Mauro Berruto, ex-ct della nazionale maschile, oggi Onorevole nella Camera dei Deputati è intervenuto sulla vicenda della rinuncia all’azzurro di Paola Egonu, lo ha fatto con una intervista rilasciata a Giorgio Marota per il Corriere dello Sport, in cui ha sottolineato alcuni aspetti della gestione di una squadra di pallavolo e di quanto oggi nello sport di squadra per eccellenza si dia troppa importanza all’ “io”, soprattutto sottolinea come la nazionale, la maglia azzurra “è un’istituzione alla quale bisogna portare rispetto”.
Ecco alcuni stralci dell’intervista
“Dan Peterson diceva “Mai sanguinare davanti agli squali”. Ecco, ogni allenatore dovrebbe tatuarsi questa frase”. E nessuno può negare che la rinuncia di Paola Egonu alla Nazionale ha creato problemi ed imbarazzi, al ct, alla nazionale, alla Fipav ed al Coni.
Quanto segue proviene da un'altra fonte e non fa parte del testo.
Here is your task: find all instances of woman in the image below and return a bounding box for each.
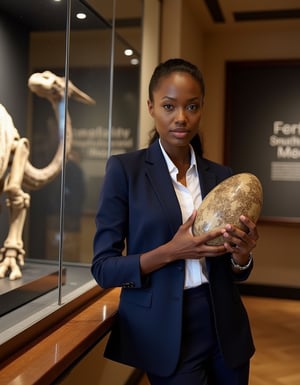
[92,58,258,385]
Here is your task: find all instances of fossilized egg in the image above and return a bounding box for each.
[192,173,263,245]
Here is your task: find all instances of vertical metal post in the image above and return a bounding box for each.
[107,0,116,158]
[58,0,72,306]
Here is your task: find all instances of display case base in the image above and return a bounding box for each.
[0,262,66,316]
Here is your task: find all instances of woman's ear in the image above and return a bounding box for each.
[147,99,154,116]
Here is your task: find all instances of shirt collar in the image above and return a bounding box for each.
[159,139,197,175]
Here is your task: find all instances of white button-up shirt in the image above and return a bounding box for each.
[159,141,209,288]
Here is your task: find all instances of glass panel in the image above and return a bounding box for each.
[27,0,142,299]
[0,0,69,317]
[60,0,142,300]
[0,0,142,335]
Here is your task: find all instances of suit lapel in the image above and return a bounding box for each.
[196,158,218,199]
[143,142,219,235]
[144,141,182,235]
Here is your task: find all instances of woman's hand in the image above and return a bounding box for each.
[221,215,259,266]
[169,210,227,260]
[140,210,227,274]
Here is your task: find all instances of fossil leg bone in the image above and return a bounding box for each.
[0,138,30,279]
[0,71,95,280]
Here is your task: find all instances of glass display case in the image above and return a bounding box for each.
[0,0,142,345]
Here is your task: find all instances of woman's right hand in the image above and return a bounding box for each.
[167,210,226,261]
[140,210,226,274]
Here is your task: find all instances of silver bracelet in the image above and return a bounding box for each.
[231,253,253,271]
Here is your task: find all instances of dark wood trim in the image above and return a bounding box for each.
[259,216,300,225]
[239,283,300,300]
[234,9,300,22]
[0,288,120,385]
[204,0,225,23]
[125,369,145,385]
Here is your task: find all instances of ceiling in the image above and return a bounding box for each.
[0,0,299,50]
[188,0,300,32]
[1,0,299,31]
[0,0,110,31]
[0,0,142,31]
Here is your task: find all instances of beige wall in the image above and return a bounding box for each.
[157,0,300,287]
[138,0,161,148]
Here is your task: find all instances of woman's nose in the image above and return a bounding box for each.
[175,107,187,123]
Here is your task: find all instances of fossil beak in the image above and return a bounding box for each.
[68,82,96,105]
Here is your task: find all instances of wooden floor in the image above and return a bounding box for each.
[245,296,300,385]
[138,296,300,385]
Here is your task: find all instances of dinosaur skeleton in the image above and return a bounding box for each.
[0,71,95,280]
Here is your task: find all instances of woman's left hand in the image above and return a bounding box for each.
[221,215,259,266]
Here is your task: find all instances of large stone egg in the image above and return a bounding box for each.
[192,173,263,245]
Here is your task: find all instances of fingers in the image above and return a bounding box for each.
[177,213,259,260]
[223,216,258,242]
[222,215,259,256]
[201,227,224,242]
[193,228,227,256]
[174,219,227,259]
[239,215,259,241]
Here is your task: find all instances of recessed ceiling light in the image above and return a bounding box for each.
[130,58,139,65]
[76,13,87,20]
[124,49,133,56]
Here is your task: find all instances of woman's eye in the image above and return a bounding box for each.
[163,104,174,111]
[187,104,199,111]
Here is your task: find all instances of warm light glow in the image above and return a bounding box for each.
[102,305,107,320]
[130,58,139,65]
[76,13,87,20]
[124,49,133,56]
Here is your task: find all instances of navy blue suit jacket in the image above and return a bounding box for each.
[92,139,255,377]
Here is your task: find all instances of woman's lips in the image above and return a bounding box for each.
[170,129,190,139]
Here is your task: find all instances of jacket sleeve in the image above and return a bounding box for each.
[91,156,143,289]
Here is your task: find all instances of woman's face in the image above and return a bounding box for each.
[147,71,204,153]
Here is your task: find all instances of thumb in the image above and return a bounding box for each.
[183,209,197,229]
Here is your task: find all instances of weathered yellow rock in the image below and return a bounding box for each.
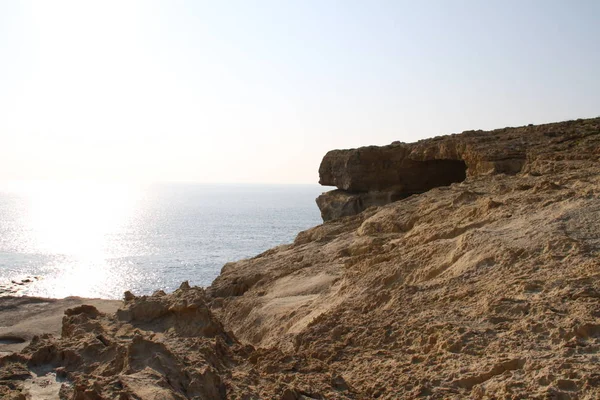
[2,117,600,399]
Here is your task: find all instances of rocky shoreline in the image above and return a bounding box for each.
[2,117,600,399]
[0,277,41,297]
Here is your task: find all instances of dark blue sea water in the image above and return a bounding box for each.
[0,182,323,299]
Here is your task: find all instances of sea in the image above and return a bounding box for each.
[0,182,324,299]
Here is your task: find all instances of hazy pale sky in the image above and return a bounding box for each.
[1,1,599,183]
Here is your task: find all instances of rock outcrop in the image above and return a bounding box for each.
[209,117,600,398]
[2,117,600,399]
[315,189,410,222]
[0,287,350,399]
[316,119,597,220]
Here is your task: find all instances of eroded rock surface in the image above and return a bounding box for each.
[315,189,410,221]
[0,287,349,399]
[317,118,599,220]
[2,117,600,399]
[210,117,600,398]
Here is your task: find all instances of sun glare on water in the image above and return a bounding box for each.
[2,181,143,298]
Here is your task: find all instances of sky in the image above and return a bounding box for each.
[1,1,599,184]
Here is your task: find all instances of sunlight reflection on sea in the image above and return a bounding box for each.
[0,181,322,299]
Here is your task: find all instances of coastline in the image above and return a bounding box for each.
[0,277,43,298]
[1,117,599,398]
[0,183,324,301]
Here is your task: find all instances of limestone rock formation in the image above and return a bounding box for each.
[209,117,600,398]
[0,287,350,399]
[316,118,598,220]
[2,117,600,399]
[315,189,409,221]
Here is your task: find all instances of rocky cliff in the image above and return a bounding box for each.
[2,117,600,399]
[316,120,590,220]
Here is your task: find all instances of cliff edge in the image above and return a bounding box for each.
[2,117,600,399]
[316,119,594,221]
[210,117,600,398]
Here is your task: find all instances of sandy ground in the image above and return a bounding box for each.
[0,296,121,355]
CHI HA SBAGLIATO? – “Dare un giudizio è difficile senza conoscere la storia da dentro. Ma conosco Davide, un professionista serio. E ha ragione il presidente Manfredi quando dice che ora bisogna solo pensare ad andare alle Olimpiadi. Una cosa però la so: ci vuole più cultura dell’azzurro in questo Paese, come ha giustamente evidenziato il ministro per lo Sport Abodi. E faccio anche un’autocritica sui tecnici: ci sono allenatori che quando passano sradicano tutto come si fa con le radici del ginseng e da quel terreno non cresce più niente. In Nazionale non costruisci solo per te stesso, lavori per il futuro – poi ha aggiunto – Dico soltanto che la Nazionale non è un club. E che la Nazionale non è per tutti. Poi ci sono le dinamiche della pallavolo, che hanno un peso… Lei conosce un altro sport in cui passare la palla ai compagni è una regola? Attenzione a focalizzare tutto nella dinamica del rapporto Mazzanti-¬Egonu, perché sono sicuro che non è così. Ci sono anche altre 11¬-12 giocatrici”. Si esalta troppo l’individuo anche nei contesti di gruppo? IL TALENTO NON E’ TUTTO – “Purtroppo siamo nella società in cui l’io prevale sul noi. Il talento non è tutto. Per arrivare puntuali all’allenamento, per lasciare in ordine lo spogliatoio, per rispettare il tuo allenatore, le tue compagne, il tuo club, la tua federazione o i tuoi tifosi non serve il talento, serve l’atteggiamento giusto”. Berruto nel 2015 lasciò la nazionale per un episodio che lo aveva portato ad allontanare 4 azzurri durante un trasferta a Rio de Janeiro: “Non potevo tradire quello in cui ho sempre creduto. Quelle dimissioni restano una cicatrice. Ma se fossi tornato indietro non avrei potuto più allenare quel gruppo e avrei perso credibilità agli occhi della squadra”.
LE STAR IN PANCHINA – “Non esiste un allenatore al mondo autolesionista che gioca per perdere e di solito non si mette in panchina chi ti fa vincere le partite. Se lo fai, c’è un motivo legato a questioni tecniche, oppure valoriali e comportamentali”.